Lets begin at the the beginging. For those unaware, New Square is a Hasidic village in upstate NY with values this Rabbi would normally find repulsive. In 2018 he published an effusive account of his visit which glossed over the serious problems in a way I found strange given his values.
As I told him, New Square is a misogynistic, anti-Israel place that overwhelmingly supported Hillary Clinton in the 2016 election. The residents rely heavily on welfare and do not study much math or English after 6th grade.
Can you imagine a proper Trump supporting, Israel loving, YU educated Modern Orthodox Rabbi such as Efrem Goldberg gushing about such a place if it wasn't Hasidic?
What, for instance, would he say about a Hispanic or African American village consisting entirely of people who vote Democrat, disdain secular education, stay on welfare, mistreat women, refuse to speak English and hate Israel?
Would he call the spiritual leader of such a place "warm, personable, wise and inquisitive?" (Doesn't promoting such values automatically forfeit any right to be called wise?)
If he visited such a place would he overlook the abject poverty of the people and neglect to mention the extreme wealth of the ruling cadre?
But it gets worse.
One of the best things about New Square, the Rabbi tells us, is the central synagogue where "thousands daven together and yet you can hear a pin drop and feel the walls reverberate as Amen and Kaddish are responded to in deafening unison."
Somehow the rabbi forgets to mention how that wonderful unity is achieved.
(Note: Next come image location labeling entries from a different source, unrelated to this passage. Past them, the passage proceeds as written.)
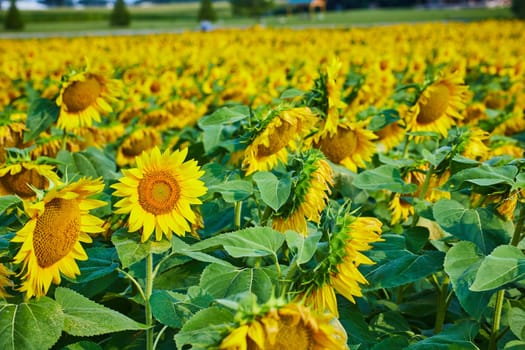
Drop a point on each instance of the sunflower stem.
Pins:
(494, 335)
(148, 292)
(518, 230)
(237, 215)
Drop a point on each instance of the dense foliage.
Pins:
(212, 190)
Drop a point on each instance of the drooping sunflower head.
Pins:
(290, 326)
(159, 192)
(351, 146)
(309, 195)
(84, 97)
(51, 238)
(280, 131)
(438, 106)
(337, 271)
(5, 281)
(23, 177)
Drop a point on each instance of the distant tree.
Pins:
(120, 16)
(518, 7)
(254, 8)
(206, 11)
(13, 18)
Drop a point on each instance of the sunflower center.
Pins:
(159, 192)
(277, 140)
(19, 183)
(56, 231)
(435, 106)
(81, 94)
(339, 146)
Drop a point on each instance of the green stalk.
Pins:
(237, 215)
(500, 297)
(147, 294)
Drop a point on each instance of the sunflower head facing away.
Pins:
(280, 132)
(290, 326)
(309, 194)
(84, 97)
(159, 192)
(51, 238)
(438, 107)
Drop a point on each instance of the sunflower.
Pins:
(270, 145)
(338, 271)
(352, 145)
(140, 140)
(5, 281)
(84, 97)
(309, 195)
(51, 239)
(438, 106)
(159, 192)
(21, 177)
(292, 326)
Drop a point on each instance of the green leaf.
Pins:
(84, 317)
(504, 265)
(40, 115)
(384, 177)
(396, 266)
(253, 241)
(274, 191)
(33, 325)
(457, 336)
(517, 322)
(223, 281)
(479, 225)
(225, 115)
(8, 201)
(233, 191)
(303, 247)
(291, 93)
(131, 250)
(461, 264)
(173, 309)
(101, 262)
(204, 329)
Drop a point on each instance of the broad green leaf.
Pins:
(479, 225)
(457, 336)
(174, 309)
(384, 177)
(225, 115)
(180, 247)
(223, 281)
(84, 317)
(303, 247)
(291, 93)
(131, 250)
(8, 201)
(274, 191)
(396, 265)
(233, 191)
(204, 329)
(33, 325)
(83, 345)
(461, 264)
(101, 262)
(253, 241)
(504, 265)
(41, 114)
(517, 322)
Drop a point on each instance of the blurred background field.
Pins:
(179, 16)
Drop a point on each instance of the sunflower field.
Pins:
(359, 188)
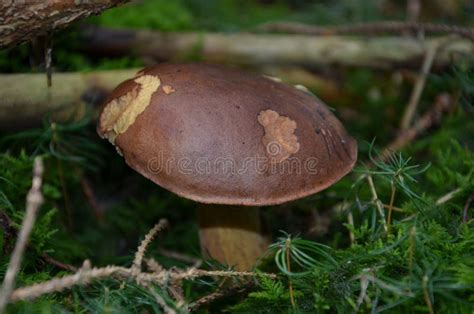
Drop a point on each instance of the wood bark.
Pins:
(264, 49)
(70, 93)
(24, 20)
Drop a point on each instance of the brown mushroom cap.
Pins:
(222, 136)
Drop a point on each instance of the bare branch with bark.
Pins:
(264, 49)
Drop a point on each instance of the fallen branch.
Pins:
(222, 293)
(21, 21)
(26, 99)
(369, 28)
(34, 200)
(419, 85)
(155, 276)
(71, 94)
(261, 49)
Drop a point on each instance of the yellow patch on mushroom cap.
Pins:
(119, 114)
(279, 139)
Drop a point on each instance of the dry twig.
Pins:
(263, 49)
(469, 201)
(24, 20)
(368, 28)
(34, 200)
(442, 105)
(219, 294)
(157, 276)
(420, 84)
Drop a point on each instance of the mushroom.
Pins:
(230, 140)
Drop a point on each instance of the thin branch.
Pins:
(137, 262)
(377, 202)
(264, 49)
(196, 262)
(447, 197)
(34, 200)
(368, 28)
(57, 263)
(219, 294)
(420, 85)
(443, 104)
(24, 20)
(159, 277)
(466, 207)
(426, 294)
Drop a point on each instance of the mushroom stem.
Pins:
(231, 235)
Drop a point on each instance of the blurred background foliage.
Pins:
(97, 208)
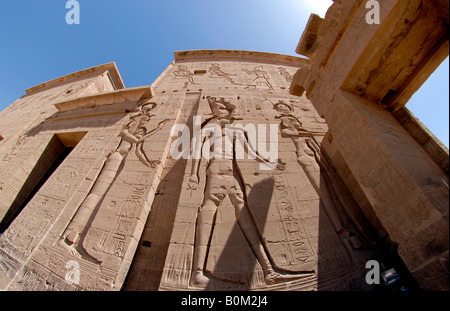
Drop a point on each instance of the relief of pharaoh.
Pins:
(222, 180)
(134, 134)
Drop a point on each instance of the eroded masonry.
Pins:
(101, 190)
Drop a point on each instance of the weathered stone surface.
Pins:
(378, 146)
(234, 170)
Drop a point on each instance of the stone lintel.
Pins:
(261, 57)
(107, 98)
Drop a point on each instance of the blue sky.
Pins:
(38, 45)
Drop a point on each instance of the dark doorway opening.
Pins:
(57, 150)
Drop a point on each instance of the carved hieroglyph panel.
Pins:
(270, 231)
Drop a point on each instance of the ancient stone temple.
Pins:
(234, 170)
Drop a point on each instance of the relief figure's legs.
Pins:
(250, 232)
(203, 232)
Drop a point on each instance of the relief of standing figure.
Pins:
(133, 134)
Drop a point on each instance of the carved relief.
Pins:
(260, 78)
(283, 72)
(184, 73)
(134, 135)
(216, 72)
(224, 182)
(316, 166)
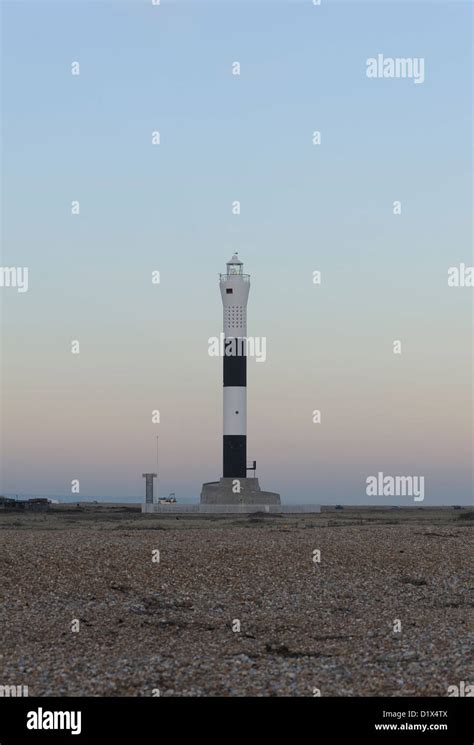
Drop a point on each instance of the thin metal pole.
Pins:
(157, 471)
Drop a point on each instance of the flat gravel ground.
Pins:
(236, 606)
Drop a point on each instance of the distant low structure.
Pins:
(171, 499)
(35, 504)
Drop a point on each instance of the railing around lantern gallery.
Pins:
(226, 277)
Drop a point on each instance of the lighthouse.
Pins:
(235, 286)
(234, 487)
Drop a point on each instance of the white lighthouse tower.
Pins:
(234, 487)
(235, 286)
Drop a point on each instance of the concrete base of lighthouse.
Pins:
(223, 492)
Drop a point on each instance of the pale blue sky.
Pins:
(304, 207)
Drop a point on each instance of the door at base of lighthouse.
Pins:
(235, 456)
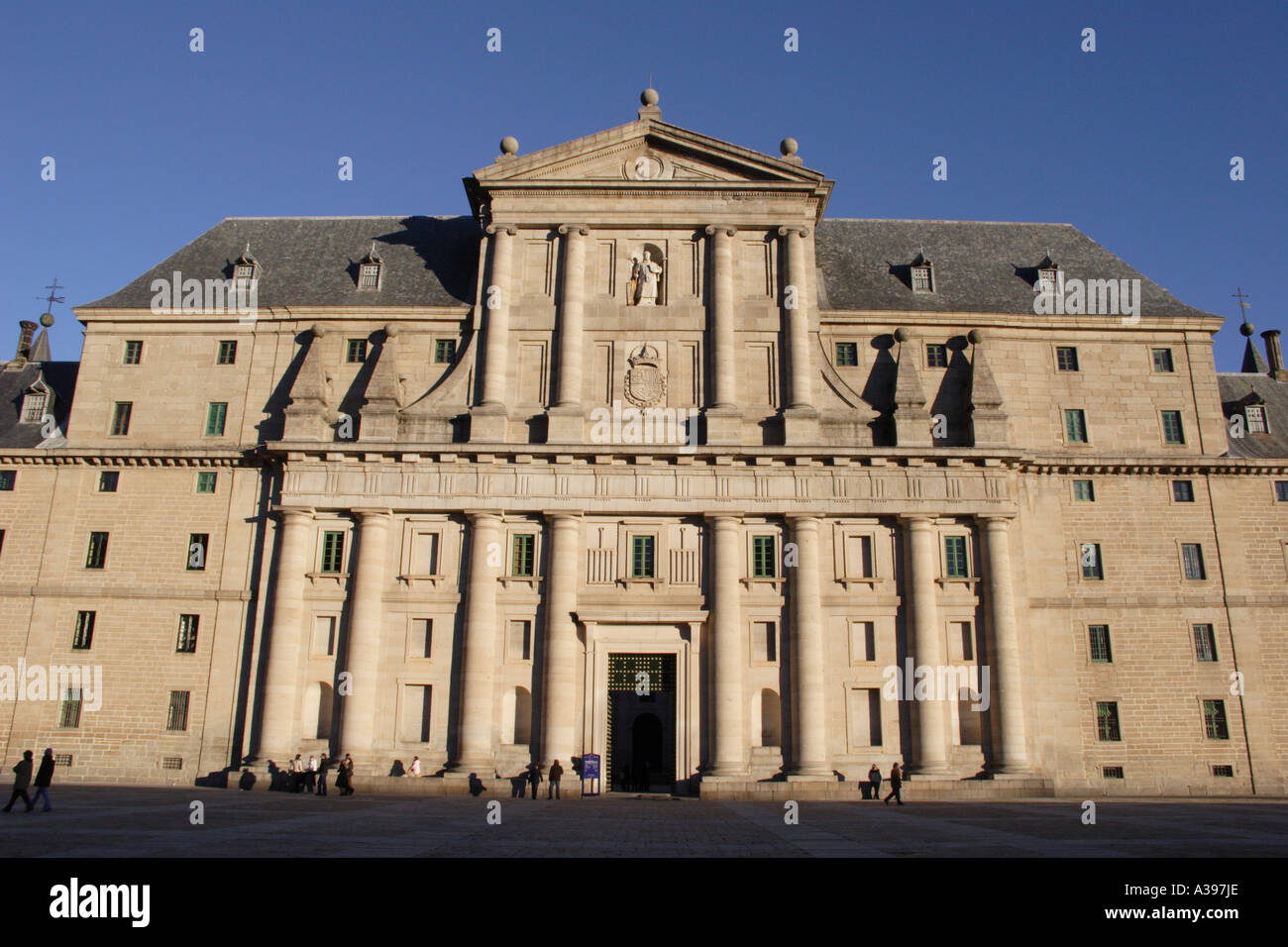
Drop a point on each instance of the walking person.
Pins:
(347, 766)
(322, 767)
(875, 781)
(555, 776)
(896, 783)
(21, 781)
(44, 776)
It's not entirely by choice. The Rebbe of New Square does not allow any other synagogues to be established within two miles of the official one and in the past this ruling has been enforced by what can only be described as terrorism. Car tires are slashed, windows are broken and in one famous case, a member of the rebbe's staff tossed a molotov cocktail into the home of a dissenter. These are not trivial oversights on the part of the rabbi and his reporting. As a whole, they bring to mind the famous question Bellow asks in Herzog:
"Would you ask them to labor and go hungry while you yourself enjoyed old-fashioned Values?"
For our rabbi, the answer seems to be yes. Let the residents of New Square stay trapped in the 19th century, he seems to say, so long as I can have a nice, exotic place to visit. And rather than confront and adjust his patronizing attitude - let them suffer with the Square lifestyle so I can have a tourism moment - he chooses to block me, the person who pointed this out.